A BRIEF HISTORY OF TEMPEST, Volume XXIV, Section XI: Aethelstan's War

by vercinjetorix



Category: Brighthearth, Dungeons & Dragons (Roleplaying Game), Original Work, The KBCU (Kris Brain Cinematic Universe)
Genre: F/F, F/M, aethelstan is also still clinging to that shred of sanity in his single braincell, anyashka is still hinged and sober, god love him, pre-canon obviously
Language: English
Status: In-Progress
Published: 2020-09-08
Updated: 2020-09-08
Packaged: 2021-03-07 02:33:56
Rating: Not Rated
Warnings: No Archive Warnings Apply
Chapters: 2
Words: 3,865
Publisher: archiveofourown.org
Story URL: https://archiveofourown.org/works/26359534
Author URL: https://archiveofourown.org/users/vercinjetorix/pseuds/vercinjetorix
Summary: Before Anyashka the Usurper, there was Aethelstan the Warrior.
Relationships: Lyra Aerin/Aethelstan Blackwood, Lyra Aerin/Anyashka Blackwood, tagging them both simultaneously feels HORRIBLE
Comments: 1
Kudos: 4





	1. I.

“This is a bad plan,” Anyashka says.

The generals’ heads lift in unison … save for one. At the end of the table, Aethelstan Blackwood -- a tall, proud boy of seventeen with fierce dark eyes and an apparent talent for warfare -- remains captured by the map spread, his fingers twined together and pressed pensively against his chin.

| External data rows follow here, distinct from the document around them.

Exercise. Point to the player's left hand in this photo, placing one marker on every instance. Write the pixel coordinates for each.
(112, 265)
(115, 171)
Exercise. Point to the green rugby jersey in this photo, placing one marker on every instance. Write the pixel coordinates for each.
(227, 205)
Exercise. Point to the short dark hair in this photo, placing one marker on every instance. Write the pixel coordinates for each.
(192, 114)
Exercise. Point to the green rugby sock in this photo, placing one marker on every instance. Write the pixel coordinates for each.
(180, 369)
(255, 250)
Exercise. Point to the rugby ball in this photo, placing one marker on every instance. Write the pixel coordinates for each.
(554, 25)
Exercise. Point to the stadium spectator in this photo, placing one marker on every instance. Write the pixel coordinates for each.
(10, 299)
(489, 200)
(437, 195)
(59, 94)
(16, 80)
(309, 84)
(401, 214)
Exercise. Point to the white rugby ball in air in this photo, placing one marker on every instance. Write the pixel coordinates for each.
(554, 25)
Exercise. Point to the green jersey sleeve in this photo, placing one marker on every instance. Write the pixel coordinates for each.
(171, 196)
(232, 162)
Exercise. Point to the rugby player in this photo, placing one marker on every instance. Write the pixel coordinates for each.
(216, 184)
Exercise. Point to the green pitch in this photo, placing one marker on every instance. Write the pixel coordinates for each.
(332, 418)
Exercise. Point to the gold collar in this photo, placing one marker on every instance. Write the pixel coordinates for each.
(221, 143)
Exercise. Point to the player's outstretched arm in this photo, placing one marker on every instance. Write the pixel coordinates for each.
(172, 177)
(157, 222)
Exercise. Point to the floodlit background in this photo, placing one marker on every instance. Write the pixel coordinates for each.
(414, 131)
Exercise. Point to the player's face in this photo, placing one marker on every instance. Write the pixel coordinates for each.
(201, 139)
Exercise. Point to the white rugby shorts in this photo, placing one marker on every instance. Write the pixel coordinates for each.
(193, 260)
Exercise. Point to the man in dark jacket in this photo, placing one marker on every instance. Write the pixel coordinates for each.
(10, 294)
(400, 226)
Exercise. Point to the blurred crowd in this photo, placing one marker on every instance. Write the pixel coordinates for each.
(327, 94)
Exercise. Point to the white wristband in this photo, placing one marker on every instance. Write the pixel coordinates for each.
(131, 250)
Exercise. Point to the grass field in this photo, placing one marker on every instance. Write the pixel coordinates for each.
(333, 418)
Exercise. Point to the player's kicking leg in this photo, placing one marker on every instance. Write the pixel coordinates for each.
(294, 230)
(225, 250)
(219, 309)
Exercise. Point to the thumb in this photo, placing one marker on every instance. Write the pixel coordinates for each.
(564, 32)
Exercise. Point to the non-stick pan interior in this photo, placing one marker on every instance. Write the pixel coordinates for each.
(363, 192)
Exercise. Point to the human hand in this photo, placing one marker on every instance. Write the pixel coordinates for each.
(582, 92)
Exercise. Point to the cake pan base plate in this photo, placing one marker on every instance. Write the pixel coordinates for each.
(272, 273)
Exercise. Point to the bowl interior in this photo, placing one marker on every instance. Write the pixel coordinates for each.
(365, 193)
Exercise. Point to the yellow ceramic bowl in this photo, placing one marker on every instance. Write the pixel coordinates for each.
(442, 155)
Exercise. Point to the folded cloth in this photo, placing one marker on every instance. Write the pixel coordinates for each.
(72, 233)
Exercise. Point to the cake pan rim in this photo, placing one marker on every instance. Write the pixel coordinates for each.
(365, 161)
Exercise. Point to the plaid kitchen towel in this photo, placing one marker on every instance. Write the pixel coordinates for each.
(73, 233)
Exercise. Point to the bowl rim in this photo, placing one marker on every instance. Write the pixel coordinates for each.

A throat clears. “Lady Anyashka,” says Adrik Aerin, lord of the Storm Peaks. “With respect, of course -- you have only seen one battle. You do not understand -- “

“Redwyne _wants_ us to march on Eastkeep. His archers are good -- they will pick us off in the mountains if we come from the northwest.” Anyashka turns to her brother once more. “This is a bad plan,” she says again, demanding his attention.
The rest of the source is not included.